Ganz anders die Gärtringer, die sichtlich beflügelt fast schon nassforsch den Vorwärtsgang einlegten. “Wir waren richtig gut im Spiel”, war Hanjo Kemmler angetan. “Gute Ballstafetten, gutes Umschaltspiel – das hat mir ausgezeichnet gefallen.” Im Zentrum schwang der Ex-Böblinger Besim Ramadani den Taktstock, auf den Außen wirbelten Christian Mijic und Leutrim Goxhuli, in der Spitze waren Maikel Boric und Mosa El Arkoubi ständig anspielbar. Ein Gassenball von El Arkoubi auf Boric endete im Abseits, dafür war für Böblingen nach 14 Minuten alles zu spät. Nach einer Flanke von Goxhuli kamen sich Maikel Boric und Fabian Schragner ins Gehege, der Gärtringer fiel, der Schiedsrichter pfiff – Elfmeter. Dominik Traub war an dem platziert getretenen Schuss von Boric noch dran, konnte das 0:1 aber nicht verhindern. “Was daran Elfmeter gewesen sein soll, erschließt sich mir nicht”, haderte Siegmund mit der Entscheidung. “Ob das gerecht war oder nicht, sollen andere entscheiden”, nahm Kemmler die Führung gerne mit.
Vom Anstoß weg: Ballverlust Böblingen, Goxhuli hat freie Bahn, hätte abschließen können, wählte aber den Querpass auf Boric, der von Max Frölich im allerletzten Moment weggegrätscht wurde. Die SVB stand neben sich, den ersten Aufreger vor dem anderen Tor gab’s erst nach 20 Minuten, als Marc Hetzel den Turbo zündete, sein Rückpass auf Florian Mayer aber abgeblockt wurde. 60 Sekunden später schob Philip Kalmbach einen Freistoß von Daniel Knoll in aussichtsreicher Position vorbei.
Die bessere Mannschaft blieb aber der FC Gärtringen. Eine Mijic-Flanke segelte völlig unberechenbar in den Sechzehner, El Arkoubi schob und drückte, wand sich um seinen Gegenspieler und spitzelte den Ball tatsächlich über die Torlinie. Doch der Schiedsrichter entschied auf Foul. Und hinterließ damit bei Thomas Siegmund erneut einen fragenden Gesichtsausdruck: “Ich weiß nicht, warum er das Tor nicht gegeben hat. Das war Glück für uns.”

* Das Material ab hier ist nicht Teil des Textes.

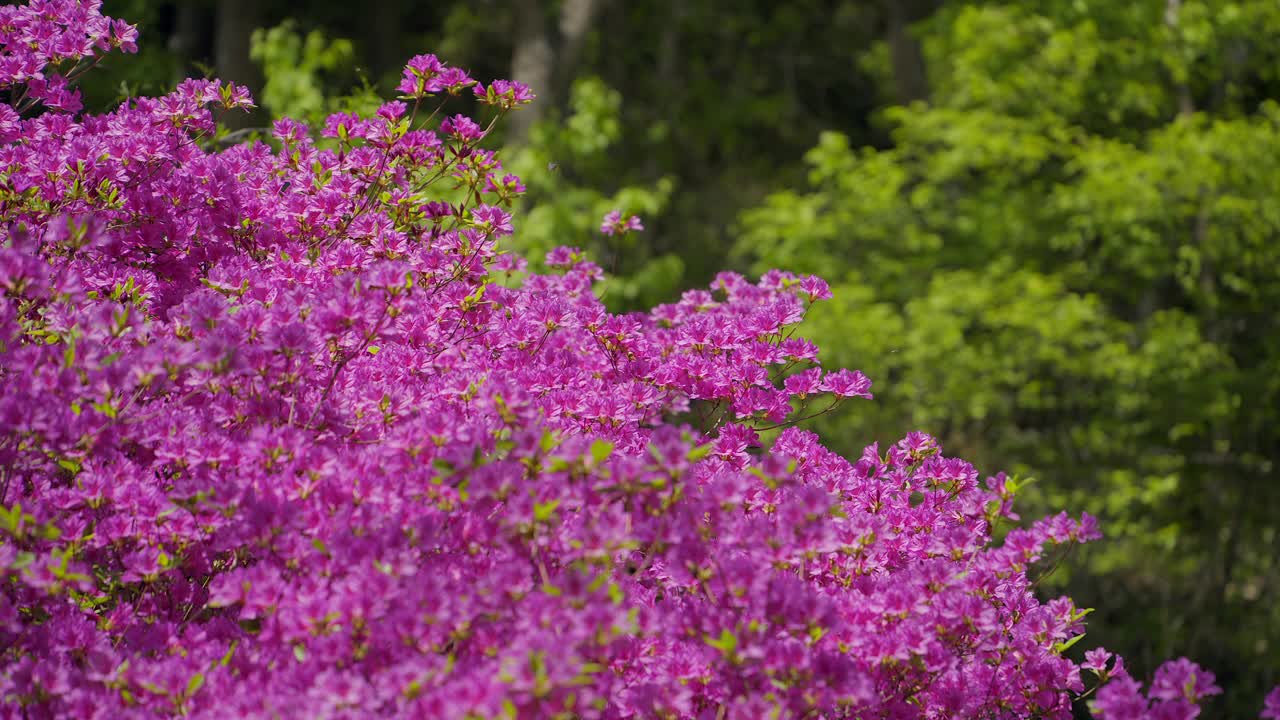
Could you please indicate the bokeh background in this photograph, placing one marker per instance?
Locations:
(1052, 228)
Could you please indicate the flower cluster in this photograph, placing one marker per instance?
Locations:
(277, 442)
(615, 223)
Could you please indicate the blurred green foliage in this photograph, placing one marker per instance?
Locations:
(1066, 264)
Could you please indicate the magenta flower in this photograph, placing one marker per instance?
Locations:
(615, 224)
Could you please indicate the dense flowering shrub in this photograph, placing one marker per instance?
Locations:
(284, 434)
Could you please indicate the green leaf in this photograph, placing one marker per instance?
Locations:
(1066, 645)
(195, 683)
(600, 451)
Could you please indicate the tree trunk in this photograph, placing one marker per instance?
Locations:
(234, 23)
(906, 57)
(544, 60)
(533, 63)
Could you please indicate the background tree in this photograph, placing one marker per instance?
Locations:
(1051, 224)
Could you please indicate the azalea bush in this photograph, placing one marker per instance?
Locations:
(284, 433)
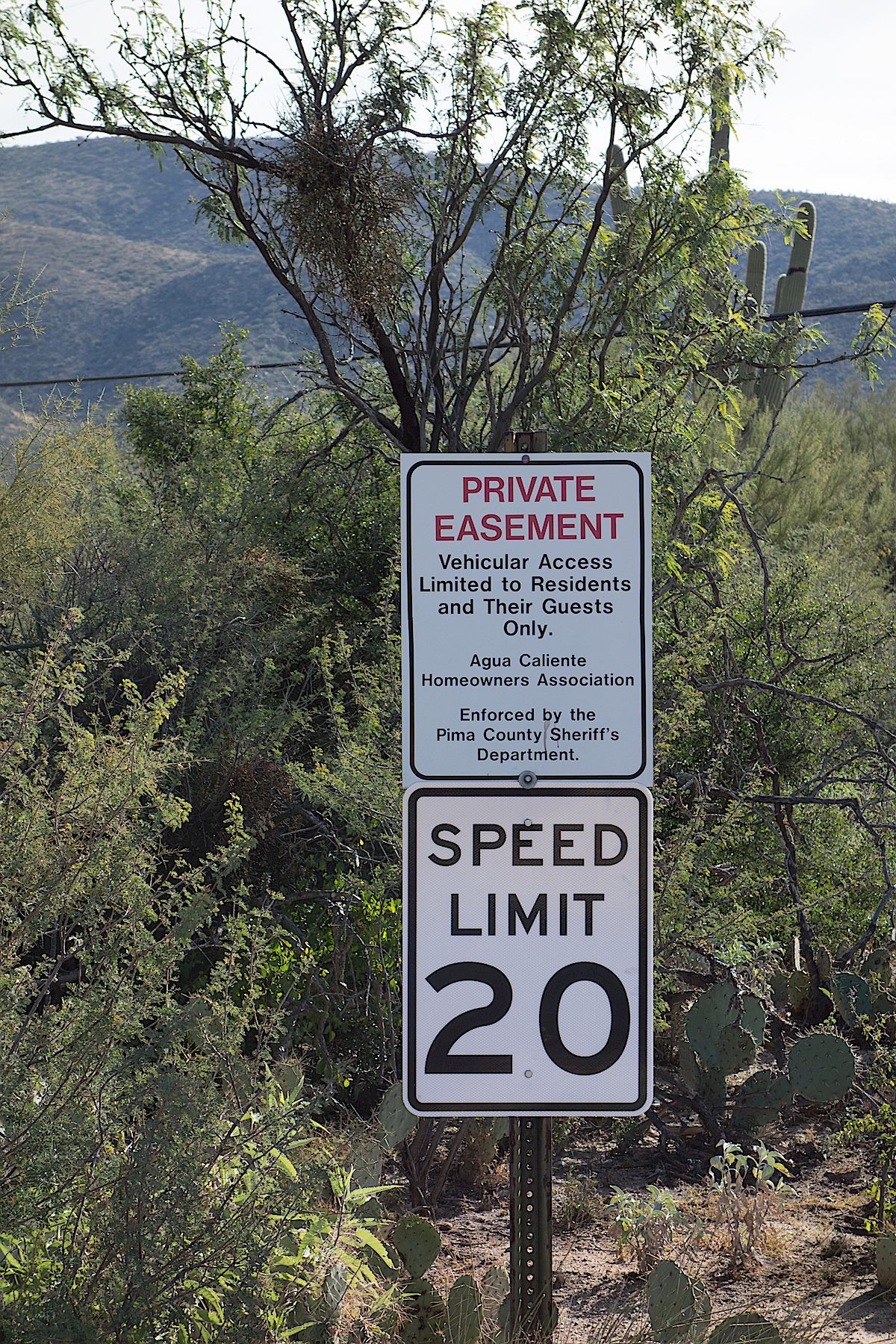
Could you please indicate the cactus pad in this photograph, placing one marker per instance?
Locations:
(761, 1098)
(744, 1328)
(735, 1050)
(821, 1068)
(395, 1119)
(798, 984)
(886, 1260)
(679, 1307)
(753, 1019)
(464, 1312)
(417, 1243)
(425, 1313)
(877, 965)
(709, 1015)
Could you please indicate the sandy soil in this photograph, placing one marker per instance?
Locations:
(815, 1277)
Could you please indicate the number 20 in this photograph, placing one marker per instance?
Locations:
(441, 1061)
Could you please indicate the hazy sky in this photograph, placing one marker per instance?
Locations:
(825, 125)
(828, 124)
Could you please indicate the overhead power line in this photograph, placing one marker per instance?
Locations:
(175, 373)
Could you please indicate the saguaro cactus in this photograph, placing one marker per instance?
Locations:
(790, 296)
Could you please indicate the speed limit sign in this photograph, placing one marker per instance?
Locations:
(528, 951)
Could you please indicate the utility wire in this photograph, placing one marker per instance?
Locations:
(132, 378)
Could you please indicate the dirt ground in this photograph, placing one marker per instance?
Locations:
(815, 1277)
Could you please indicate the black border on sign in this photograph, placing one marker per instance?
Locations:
(408, 598)
(645, 1028)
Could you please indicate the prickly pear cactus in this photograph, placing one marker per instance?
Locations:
(679, 1307)
(417, 1243)
(879, 967)
(761, 1098)
(395, 1119)
(744, 1328)
(426, 1313)
(707, 1018)
(886, 1260)
(735, 1050)
(753, 1019)
(366, 1164)
(798, 989)
(821, 1068)
(464, 1313)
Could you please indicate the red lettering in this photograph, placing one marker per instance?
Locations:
(538, 532)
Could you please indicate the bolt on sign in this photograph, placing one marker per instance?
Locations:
(528, 951)
(527, 617)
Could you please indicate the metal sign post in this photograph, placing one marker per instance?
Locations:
(531, 1229)
(527, 894)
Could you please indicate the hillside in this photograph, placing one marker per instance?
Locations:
(137, 282)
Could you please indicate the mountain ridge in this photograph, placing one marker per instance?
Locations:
(137, 282)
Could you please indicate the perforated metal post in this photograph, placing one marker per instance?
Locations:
(531, 1234)
(531, 1226)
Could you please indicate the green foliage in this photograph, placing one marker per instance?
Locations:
(153, 1175)
(644, 1223)
(746, 1189)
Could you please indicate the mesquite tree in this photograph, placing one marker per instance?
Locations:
(445, 201)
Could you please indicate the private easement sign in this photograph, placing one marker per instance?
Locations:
(527, 617)
(527, 951)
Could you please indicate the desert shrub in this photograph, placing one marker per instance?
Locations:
(156, 1163)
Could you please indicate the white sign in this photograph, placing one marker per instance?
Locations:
(527, 617)
(528, 951)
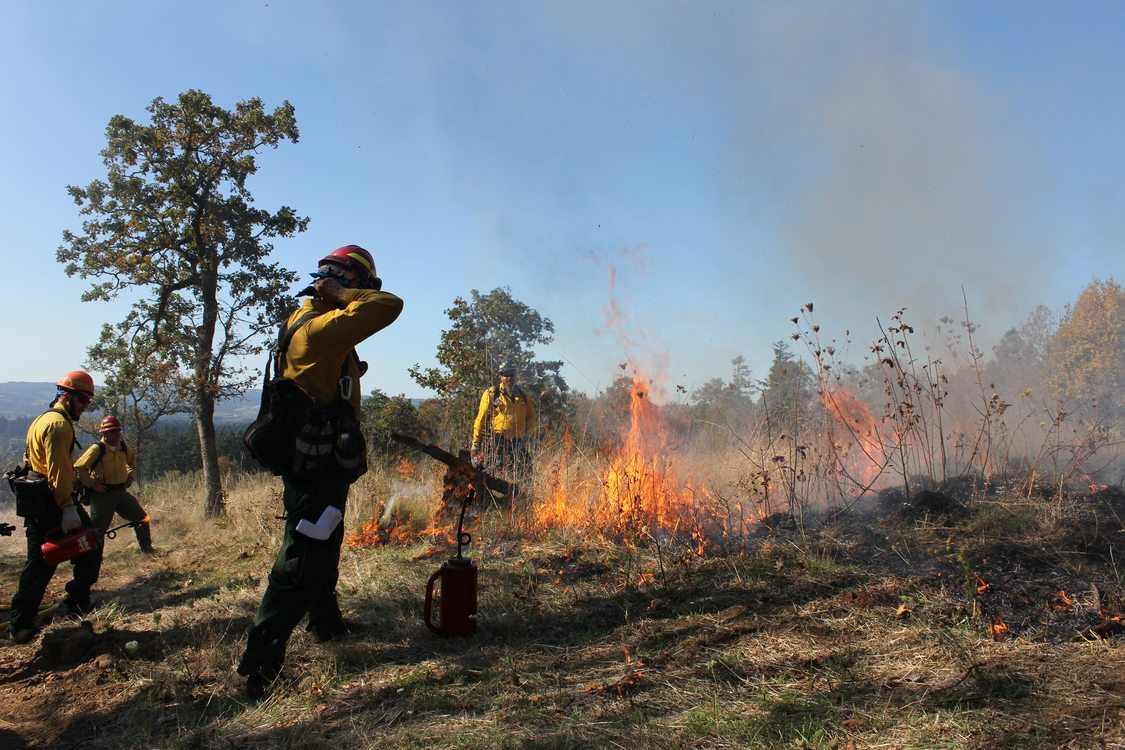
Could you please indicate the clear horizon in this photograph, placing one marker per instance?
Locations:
(667, 183)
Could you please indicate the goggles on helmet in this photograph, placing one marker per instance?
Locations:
(342, 276)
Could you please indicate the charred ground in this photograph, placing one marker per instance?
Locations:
(929, 621)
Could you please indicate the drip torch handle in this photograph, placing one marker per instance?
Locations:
(429, 602)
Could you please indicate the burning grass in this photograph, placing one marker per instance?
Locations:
(862, 631)
(620, 605)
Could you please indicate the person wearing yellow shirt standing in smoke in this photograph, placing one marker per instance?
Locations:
(48, 452)
(348, 306)
(107, 470)
(506, 417)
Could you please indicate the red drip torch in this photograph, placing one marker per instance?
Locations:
(458, 576)
(59, 548)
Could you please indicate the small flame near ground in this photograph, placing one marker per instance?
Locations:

Bei einem 18-Meter-Schuss von El Arkoubi und einem Ramadani-Freistoß war Traub zur Stelle, lenkte den Ball beide Male zur Ecke, auf der Gegenseite zielte Semih Emirzeoglu nach einem Raich-Zuspiel vorbei, ehe bei einem Knoll-Freistoß nicht viel fehlte. Böblingen tauchte nicht oft vor dem Gärtringer Tor auf, war aber nicht ungefährlich. Halbzeitfazit von Dieter Schneider, stellvertretender Abteilungsleiter der SV Böblingen: “Der Gegner ist in den Zweikämpfen viel galliger als wir.” Zufrieden stapfte auch Hanjo Kemmler in die Kabine. Einziger Schönheitsfehler: “Wir hätten 2:0 oder sogar 3:0 führen müssen.”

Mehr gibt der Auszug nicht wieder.